Savvy business users solve their own information problems - they have been doing so long before IT existed. Anyone remember triplicate forms? Fax machines? Photocopiers? These things didn't need IT departments to govern them and they worked very well. If IT cannot solve the problem, or IT's track record has been sufficiently poor that business users have lost faith in IT, then business users will solve their own problems, using whatever means are available to them. Access, Excel, and shared drives are frequently used very successfully by business users.
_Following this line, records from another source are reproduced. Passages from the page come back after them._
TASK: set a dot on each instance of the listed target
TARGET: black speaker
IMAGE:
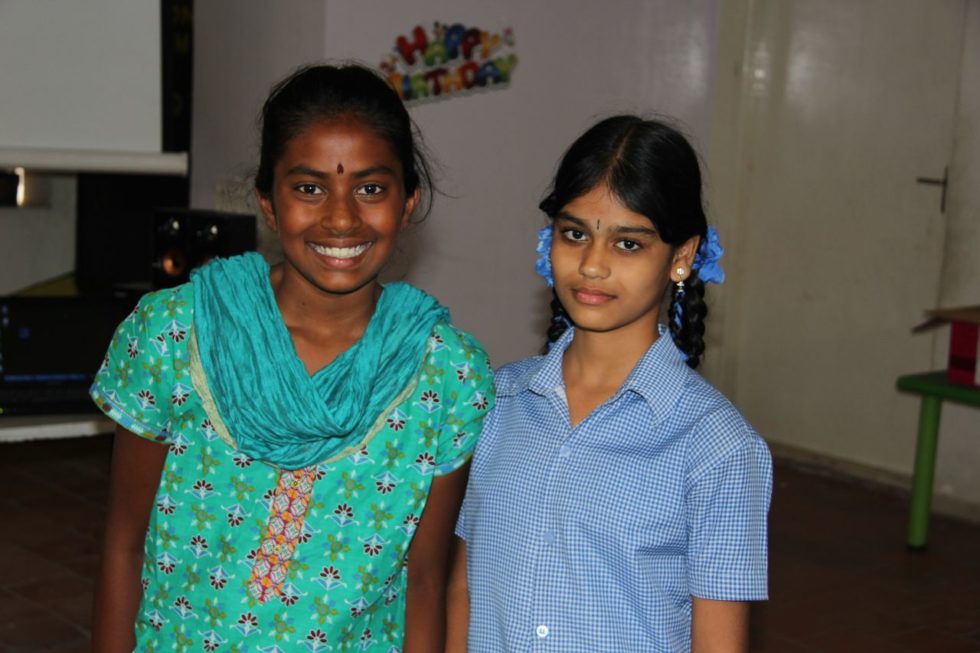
(186, 238)
(114, 230)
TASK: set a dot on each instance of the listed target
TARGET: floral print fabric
(242, 557)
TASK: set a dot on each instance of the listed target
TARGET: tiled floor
(841, 579)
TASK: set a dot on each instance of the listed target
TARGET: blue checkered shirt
(595, 538)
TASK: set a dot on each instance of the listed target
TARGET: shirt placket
(549, 609)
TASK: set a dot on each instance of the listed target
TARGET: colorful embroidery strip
(283, 533)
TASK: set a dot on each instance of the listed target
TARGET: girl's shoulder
(715, 427)
(512, 378)
(449, 338)
(166, 305)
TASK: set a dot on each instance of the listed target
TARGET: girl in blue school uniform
(292, 441)
(617, 501)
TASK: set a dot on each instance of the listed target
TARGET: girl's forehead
(345, 141)
(600, 207)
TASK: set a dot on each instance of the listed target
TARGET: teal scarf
(274, 410)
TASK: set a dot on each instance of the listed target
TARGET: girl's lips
(340, 257)
(591, 296)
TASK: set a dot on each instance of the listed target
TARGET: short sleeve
(143, 379)
(468, 392)
(727, 509)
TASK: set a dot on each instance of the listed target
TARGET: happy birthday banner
(449, 60)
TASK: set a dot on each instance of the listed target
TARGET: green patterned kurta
(241, 557)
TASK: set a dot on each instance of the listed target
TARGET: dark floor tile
(26, 627)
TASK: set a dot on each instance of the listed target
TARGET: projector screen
(80, 77)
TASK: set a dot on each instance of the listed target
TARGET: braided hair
(652, 169)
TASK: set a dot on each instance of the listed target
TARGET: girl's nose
(594, 264)
(340, 216)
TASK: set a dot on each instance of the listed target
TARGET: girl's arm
(429, 564)
(134, 478)
(719, 626)
(458, 610)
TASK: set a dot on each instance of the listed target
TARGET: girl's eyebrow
(571, 218)
(306, 170)
(621, 229)
(320, 174)
(373, 170)
(646, 231)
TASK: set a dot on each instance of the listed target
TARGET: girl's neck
(596, 364)
(605, 359)
(322, 325)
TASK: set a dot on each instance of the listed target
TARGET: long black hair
(652, 169)
(323, 92)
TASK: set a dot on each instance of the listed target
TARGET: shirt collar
(659, 376)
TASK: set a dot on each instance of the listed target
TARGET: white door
(845, 103)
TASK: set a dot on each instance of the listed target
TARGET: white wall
(80, 75)
(497, 150)
(235, 63)
(38, 242)
(959, 441)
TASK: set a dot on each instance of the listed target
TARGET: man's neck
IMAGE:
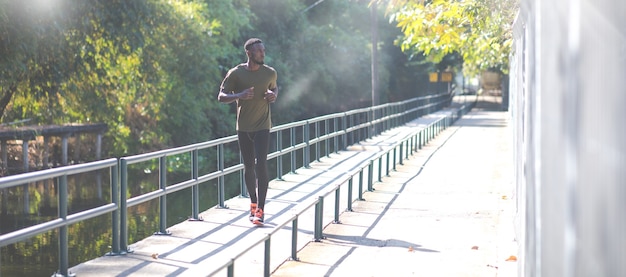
(252, 66)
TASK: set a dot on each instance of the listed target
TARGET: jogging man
(253, 85)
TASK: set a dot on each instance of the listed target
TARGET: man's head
(255, 50)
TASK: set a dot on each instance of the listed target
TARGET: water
(91, 238)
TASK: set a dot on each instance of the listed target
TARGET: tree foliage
(479, 30)
(151, 69)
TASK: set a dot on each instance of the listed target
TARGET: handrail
(347, 128)
(63, 220)
(411, 141)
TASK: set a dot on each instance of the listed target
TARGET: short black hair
(251, 42)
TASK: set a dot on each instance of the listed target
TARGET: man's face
(256, 54)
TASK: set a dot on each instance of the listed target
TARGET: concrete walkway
(448, 211)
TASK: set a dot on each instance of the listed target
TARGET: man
(253, 85)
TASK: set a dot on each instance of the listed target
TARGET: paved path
(448, 211)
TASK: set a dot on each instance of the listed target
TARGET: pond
(35, 203)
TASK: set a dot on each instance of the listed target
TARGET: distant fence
(308, 139)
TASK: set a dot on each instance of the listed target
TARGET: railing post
(361, 185)
(395, 150)
(123, 206)
(317, 144)
(326, 143)
(345, 134)
(370, 176)
(230, 271)
(335, 138)
(115, 216)
(307, 150)
(292, 142)
(266, 267)
(294, 239)
(163, 198)
(401, 151)
(63, 241)
(319, 219)
(195, 193)
(387, 165)
(380, 168)
(349, 208)
(220, 179)
(279, 159)
(337, 194)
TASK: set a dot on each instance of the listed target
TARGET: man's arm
(224, 97)
(271, 94)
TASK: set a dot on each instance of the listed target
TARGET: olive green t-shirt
(253, 114)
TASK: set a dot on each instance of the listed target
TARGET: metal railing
(391, 157)
(64, 219)
(315, 137)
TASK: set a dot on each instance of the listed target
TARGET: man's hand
(270, 96)
(247, 94)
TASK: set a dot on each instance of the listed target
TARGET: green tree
(479, 30)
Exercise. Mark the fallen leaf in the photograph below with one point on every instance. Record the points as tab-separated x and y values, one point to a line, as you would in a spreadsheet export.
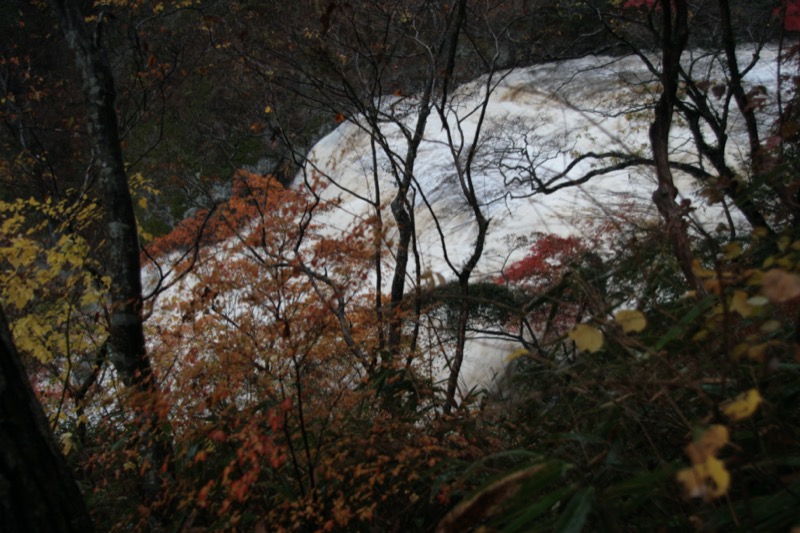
780	286
631	320
587	338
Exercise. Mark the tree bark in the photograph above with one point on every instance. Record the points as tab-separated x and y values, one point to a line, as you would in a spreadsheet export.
37	490
126	333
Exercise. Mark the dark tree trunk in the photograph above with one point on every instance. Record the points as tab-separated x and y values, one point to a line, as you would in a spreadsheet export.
674	35
126	333
37	491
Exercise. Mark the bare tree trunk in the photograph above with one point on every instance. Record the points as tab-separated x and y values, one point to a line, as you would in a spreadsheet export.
758	157
126	336
37	491
674	33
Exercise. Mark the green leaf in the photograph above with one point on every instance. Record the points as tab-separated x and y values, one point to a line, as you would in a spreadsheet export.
576	512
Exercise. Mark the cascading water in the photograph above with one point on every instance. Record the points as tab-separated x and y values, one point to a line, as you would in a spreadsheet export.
538	122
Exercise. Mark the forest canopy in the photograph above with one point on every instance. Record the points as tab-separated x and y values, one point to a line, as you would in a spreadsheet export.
192	345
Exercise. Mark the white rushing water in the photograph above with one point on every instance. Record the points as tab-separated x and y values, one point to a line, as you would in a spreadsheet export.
542	117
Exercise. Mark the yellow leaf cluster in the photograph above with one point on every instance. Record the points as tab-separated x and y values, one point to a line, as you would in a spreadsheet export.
707	478
631	321
587	338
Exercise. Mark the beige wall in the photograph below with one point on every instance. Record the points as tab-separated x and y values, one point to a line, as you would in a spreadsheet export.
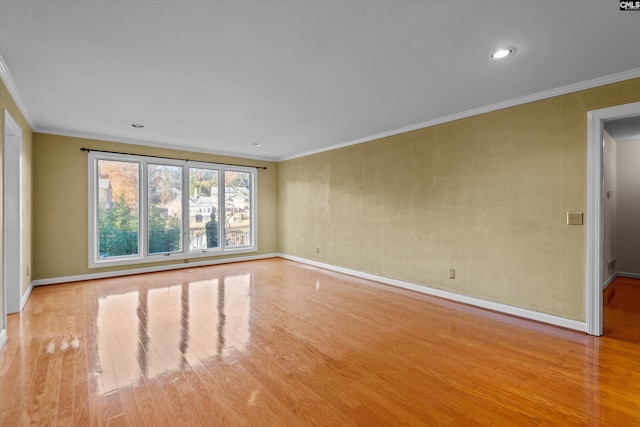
61	202
485	195
7	102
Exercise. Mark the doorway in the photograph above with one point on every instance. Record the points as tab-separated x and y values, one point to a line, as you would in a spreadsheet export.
594	212
12	217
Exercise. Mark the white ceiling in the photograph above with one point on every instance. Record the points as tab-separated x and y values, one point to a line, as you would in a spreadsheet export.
295	76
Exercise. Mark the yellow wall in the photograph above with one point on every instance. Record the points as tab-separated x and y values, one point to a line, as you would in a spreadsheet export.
61	203
7	102
486	196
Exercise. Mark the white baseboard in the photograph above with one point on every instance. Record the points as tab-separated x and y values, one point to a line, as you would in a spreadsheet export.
502	308
25	297
119	273
609	280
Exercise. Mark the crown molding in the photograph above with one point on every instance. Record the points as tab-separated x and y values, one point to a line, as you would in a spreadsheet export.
563	90
154	144
5	75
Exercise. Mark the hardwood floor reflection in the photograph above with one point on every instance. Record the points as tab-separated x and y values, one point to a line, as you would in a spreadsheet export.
274	342
621	314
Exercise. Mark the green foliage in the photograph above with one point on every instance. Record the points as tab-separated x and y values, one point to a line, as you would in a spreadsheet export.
212	231
164	231
117	230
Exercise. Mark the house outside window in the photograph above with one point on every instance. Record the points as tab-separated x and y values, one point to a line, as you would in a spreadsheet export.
145	209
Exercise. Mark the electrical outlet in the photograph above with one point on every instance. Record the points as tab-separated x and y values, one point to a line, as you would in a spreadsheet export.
574	218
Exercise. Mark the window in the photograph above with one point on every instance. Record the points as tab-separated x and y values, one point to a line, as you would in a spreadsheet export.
144	209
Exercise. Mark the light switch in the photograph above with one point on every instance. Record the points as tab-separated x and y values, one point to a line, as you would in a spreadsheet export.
574	218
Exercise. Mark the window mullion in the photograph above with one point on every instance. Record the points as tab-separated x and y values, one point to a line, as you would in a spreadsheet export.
186	213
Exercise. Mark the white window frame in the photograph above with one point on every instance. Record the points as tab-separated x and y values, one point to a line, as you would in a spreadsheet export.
143	256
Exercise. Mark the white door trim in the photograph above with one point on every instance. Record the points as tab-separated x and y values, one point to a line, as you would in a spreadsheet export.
12	215
593	264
If IT is to stay relevant to an organization, it needs to support it's business users needs and deliver technology that people actually want to use, not just technology people use because they have to.

I have seen an organization where a multimillion dollar portal implementation promised to solve many business technology and information sharing problems. Years later, still not in production, business users gave up, and in despair developed their own solutions by outsourcing the development of a data centric web application. Guess what? It worked brilliantly and other departments are now bypassing IT and doing the same, on their own departmental budgets.

IT is a support organization for business users. This may offend some who believe IT's place to be somewhere alongside executive management in terms of its importance to the business, but IT has to deliver what the business needs, otherwise its just justifying its own existence.

Answer 9

Sometimes I use Amazon EC2 and/or RDS when my company's resources are not enough or would take too long to provision. I pay for this out of my own pocket but do get to achieve my goals faster. All this without having to spend painful hours in meetings, trying to convince superiors or the SA-s that I really do need to do some thing or other.

In my mind, EC2 is the ultimate shadow IT. It's super easy to get going and provides me with the ultimate control.